Uses for Cryptographic Hashing
CS 463
Lecture, Dr. Lawlor
The biggest use of hashing in cryptography is to detect changes to
things:
- To detect changes to software downloads, it's common to
include a hash as a checksum. For example, here's the GnuPG download page,
with SHA-1 hashes.
- To detect changes to a network run requests, I use SHA-1
checksum as a message
authentication code for NetRun's backend servers
("sandserv").
- To detect changes to an issued https certificate, the
certificate ships with SHA-256 and SHA-1 "fingerprints".
But hashing also has lots of other uses:
- To "whiten" the output of a pseudorandom noise algorithm (make
it more like "white
noise"), you can compute a hash of the noise pool.
This works because hash algorithms output very random-looking
output, by mixing all the entropy in the input message.

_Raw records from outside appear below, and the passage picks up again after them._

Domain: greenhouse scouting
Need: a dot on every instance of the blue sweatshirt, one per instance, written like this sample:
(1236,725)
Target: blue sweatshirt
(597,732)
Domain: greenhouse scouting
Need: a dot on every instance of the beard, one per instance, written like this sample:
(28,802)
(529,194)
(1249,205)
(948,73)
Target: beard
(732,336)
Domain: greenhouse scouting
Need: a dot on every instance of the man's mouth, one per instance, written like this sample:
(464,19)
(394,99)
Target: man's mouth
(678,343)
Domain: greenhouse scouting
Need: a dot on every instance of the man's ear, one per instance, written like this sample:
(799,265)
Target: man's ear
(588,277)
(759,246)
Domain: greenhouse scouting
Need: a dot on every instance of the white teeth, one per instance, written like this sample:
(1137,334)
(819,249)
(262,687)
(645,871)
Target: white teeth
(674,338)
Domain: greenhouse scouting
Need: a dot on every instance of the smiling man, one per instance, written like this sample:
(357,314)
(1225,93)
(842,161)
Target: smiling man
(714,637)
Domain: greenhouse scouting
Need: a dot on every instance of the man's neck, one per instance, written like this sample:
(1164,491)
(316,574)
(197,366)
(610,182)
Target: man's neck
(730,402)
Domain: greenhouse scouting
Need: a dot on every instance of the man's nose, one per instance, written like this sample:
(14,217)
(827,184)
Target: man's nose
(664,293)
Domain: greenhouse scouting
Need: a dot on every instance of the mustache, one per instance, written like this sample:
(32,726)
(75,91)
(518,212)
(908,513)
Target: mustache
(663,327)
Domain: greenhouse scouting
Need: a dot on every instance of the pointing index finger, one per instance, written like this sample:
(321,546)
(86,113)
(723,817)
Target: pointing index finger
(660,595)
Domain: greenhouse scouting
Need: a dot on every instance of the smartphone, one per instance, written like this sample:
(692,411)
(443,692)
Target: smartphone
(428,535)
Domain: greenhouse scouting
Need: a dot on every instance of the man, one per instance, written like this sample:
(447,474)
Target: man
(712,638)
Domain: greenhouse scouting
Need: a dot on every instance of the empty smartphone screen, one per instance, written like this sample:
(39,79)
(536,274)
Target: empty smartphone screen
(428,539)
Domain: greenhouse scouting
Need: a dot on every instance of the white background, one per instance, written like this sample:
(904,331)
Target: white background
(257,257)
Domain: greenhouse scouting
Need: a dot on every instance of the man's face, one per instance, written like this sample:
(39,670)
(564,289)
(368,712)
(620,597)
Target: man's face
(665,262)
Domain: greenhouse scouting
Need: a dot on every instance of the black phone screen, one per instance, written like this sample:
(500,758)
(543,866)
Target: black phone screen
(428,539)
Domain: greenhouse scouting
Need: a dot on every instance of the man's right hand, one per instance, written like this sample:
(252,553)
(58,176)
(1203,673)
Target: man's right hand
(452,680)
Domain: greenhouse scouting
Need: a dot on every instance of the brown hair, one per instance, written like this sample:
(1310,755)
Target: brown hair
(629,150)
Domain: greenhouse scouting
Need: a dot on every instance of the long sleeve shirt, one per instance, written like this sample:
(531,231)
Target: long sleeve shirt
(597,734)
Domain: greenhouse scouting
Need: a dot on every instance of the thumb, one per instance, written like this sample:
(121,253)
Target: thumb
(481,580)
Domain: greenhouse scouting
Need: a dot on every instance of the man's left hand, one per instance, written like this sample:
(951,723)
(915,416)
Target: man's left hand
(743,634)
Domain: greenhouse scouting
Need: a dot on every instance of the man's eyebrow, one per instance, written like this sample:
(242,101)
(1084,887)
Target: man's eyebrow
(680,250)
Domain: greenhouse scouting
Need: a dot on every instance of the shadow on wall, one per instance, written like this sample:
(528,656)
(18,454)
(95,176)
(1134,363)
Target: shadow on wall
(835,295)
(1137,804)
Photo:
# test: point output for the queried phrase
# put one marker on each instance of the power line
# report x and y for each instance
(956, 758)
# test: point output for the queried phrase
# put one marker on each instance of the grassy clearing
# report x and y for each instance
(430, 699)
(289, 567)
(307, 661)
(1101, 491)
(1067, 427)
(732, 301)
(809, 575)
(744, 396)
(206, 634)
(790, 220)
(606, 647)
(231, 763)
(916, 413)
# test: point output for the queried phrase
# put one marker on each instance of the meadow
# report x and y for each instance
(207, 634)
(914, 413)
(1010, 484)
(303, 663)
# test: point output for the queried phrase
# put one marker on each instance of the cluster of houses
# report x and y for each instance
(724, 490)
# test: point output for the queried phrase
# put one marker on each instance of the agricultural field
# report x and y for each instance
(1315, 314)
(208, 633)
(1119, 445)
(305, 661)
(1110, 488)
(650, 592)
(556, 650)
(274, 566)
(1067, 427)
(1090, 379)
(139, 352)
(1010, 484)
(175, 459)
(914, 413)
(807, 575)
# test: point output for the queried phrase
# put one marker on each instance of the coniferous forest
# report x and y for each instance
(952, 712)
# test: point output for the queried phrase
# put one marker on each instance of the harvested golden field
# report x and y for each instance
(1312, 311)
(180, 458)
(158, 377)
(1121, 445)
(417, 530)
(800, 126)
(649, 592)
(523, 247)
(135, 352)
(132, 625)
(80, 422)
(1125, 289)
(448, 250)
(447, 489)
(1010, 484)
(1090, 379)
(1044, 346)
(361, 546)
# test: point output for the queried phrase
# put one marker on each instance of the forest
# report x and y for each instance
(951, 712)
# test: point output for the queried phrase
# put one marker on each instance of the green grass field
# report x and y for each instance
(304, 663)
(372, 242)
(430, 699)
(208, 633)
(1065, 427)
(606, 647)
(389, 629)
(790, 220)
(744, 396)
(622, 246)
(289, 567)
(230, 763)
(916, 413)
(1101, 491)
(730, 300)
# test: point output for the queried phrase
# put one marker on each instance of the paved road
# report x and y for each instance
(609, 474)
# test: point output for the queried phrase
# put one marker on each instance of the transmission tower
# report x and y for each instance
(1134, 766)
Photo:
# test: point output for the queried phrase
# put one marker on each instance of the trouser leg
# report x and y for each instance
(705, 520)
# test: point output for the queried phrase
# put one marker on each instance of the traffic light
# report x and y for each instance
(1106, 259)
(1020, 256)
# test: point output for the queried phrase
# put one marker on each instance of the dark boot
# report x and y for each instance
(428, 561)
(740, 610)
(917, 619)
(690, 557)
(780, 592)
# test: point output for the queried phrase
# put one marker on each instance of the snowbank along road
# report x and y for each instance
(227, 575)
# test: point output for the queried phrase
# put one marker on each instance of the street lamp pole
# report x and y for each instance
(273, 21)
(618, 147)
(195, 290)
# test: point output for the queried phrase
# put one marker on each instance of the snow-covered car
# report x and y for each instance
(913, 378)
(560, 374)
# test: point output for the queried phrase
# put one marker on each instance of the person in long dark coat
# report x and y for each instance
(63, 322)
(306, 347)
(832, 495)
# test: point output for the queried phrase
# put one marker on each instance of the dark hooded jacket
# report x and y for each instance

- To reduce the chance of a data breach revealing user's
passwords, it's considered a good idea to only store the hash of
the password, not the bare password. To prevent attackers
from just looking up the hash in a precomputed table of hashes
(a rainbow table), it's common to add an unpredictable salt
value.
- To assert the existence of something without revealing it, you
can publish only the hash. This could be used to publish
the terms of a contract, establish priority on an invention, or
establish existence for "grandfather exemption" laws. To
selectively reveal parts, you can build a tree of hashes, known
as a Merkle
tree.
- BitCoin uses the SHA-256 hash as a "proof of computational
work": you win some bitcoins (currently 25BTC, about $300) if
you can find a number to add to the
current block that hashes to produce enough leading zeros.